Sun Yangnong and his wife made several pivotal contributions to the modernization and aesthetic elevation of Hong Kong Cantonese Opera:
  • Boldly Introducing Beijing-Kunqu Movement and Stage Formulas: Hu Ying meticulously taught the stage movements and stylized gestures of Beijing and Kunqu opera to Pak Suet-sin. She patiently explained the underlying dramatic theories behind every gesture, ensuring that Cantonese Opera actors' steps, water-sleeves, and expressions were no longer mere repetitions of old routines, but precise, dance-like, and highly poetic forms of expression.
  • All-Round Revolution of Stage Aesthetics: As a troupe advisor, Hu Ying did not just teach acting; she was deeply involved in costume design, prop making, and stage set arrangements for the Sin Fung Ming Opera Troupe. She injected the "pictorial and poetic" rigor of Mei Lanfang's stage visuals into Cantonese Opera, completely shattering the crude backdrops and chaotic costume styles of older-generation Cantonese theater.

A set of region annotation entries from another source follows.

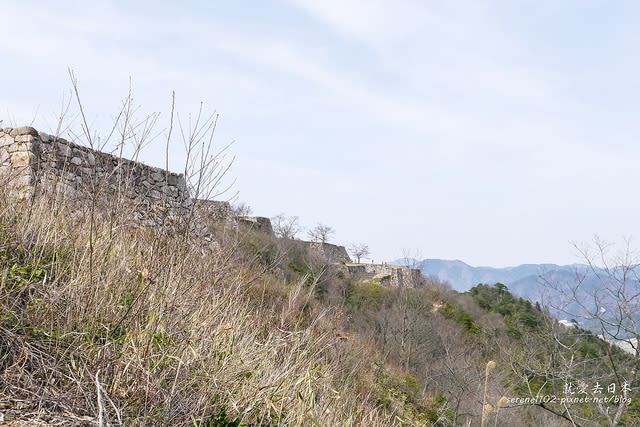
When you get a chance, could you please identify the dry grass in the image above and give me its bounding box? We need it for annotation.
[0,188,394,425]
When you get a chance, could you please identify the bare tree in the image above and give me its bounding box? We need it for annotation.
[349,243,371,264]
[271,213,302,239]
[307,222,335,243]
[542,236,640,426]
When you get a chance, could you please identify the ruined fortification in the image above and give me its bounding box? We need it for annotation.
[345,264,425,288]
[0,126,423,287]
[0,127,193,225]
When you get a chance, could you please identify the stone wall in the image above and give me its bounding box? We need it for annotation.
[195,199,235,223]
[0,127,192,225]
[345,264,425,288]
[236,216,275,236]
[301,241,351,263]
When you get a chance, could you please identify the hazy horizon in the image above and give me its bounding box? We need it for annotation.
[0,0,640,267]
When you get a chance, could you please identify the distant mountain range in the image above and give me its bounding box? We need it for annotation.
[395,259,588,301]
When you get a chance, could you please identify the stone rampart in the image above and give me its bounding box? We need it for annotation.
[301,241,351,263]
[236,216,275,236]
[0,127,192,225]
[345,264,425,288]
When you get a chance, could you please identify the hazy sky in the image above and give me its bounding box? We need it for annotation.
[0,0,640,266]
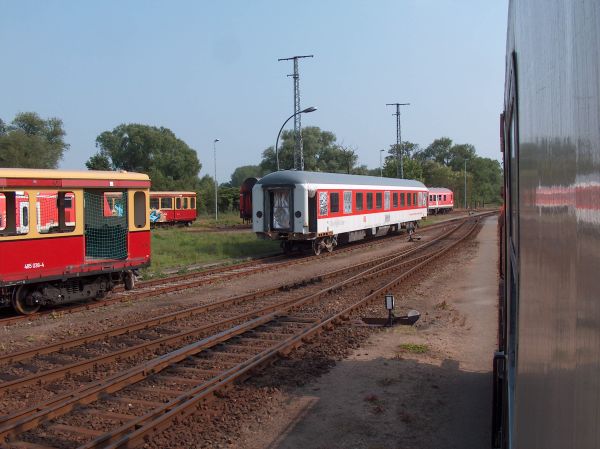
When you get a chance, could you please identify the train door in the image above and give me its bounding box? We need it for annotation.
[17,201,29,234]
[308,192,317,232]
[269,188,293,231]
[83,189,128,259]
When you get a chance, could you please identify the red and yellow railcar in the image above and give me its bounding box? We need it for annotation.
[0,168,150,313]
[150,192,198,226]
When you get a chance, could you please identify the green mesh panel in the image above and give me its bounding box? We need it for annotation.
[84,191,127,259]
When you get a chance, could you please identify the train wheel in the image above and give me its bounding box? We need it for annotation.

  • Introducing Master Tutors and Cultivating the "Chor Fung Ming": When Sin Fung Ming rehearsed highly demanding blockbusters like The Grand Grand Renewal of the White Snake (Bai She Xin Chuan), Pak Suet-sin was already over thirty years old, and the play required intense martial arts choreography. Madame Sun specially invited the Beijing Opera maestro Zhang Shuxian to provide martial arts instruction. Subsequently, the Sun couple poured their energies alongside Pak Suet-sin into training the next generation of talent. They personally and strictly trained young sprouts like Lung Kim-sang and Mui Duen-see of the Chor Fung Ming Opera Troupe, deeply imprinting the strict discipline and physical poise of Beijing-Kunqu opera onto these young performers.
Conclusion
The life of Sun Yangnong serves as a vibrant microcosm of turbulent modern history. Displaced by war to the ends of the earth, he nevertheless took the artistic essences of Beijing and Kunqu opera—born of northern courts and southern literati—and selflessly nourished the soil of southern Cantonese Opera on the free shores of a British colony. The behind-the-scenes guidance of Sun and his wife, Hu Ying, not only helped Pak Suet-sin elevate the Sin Fung Ming Opera Troupe to a hall-of-fame status, but also completely rewrote the aesthetic landscape of modern Hong Kong Cantonese Opera. It stands today as a beautiful chapter in Chinese theatrical history where "northern drama migrated south, blossoming into magnificent fruit."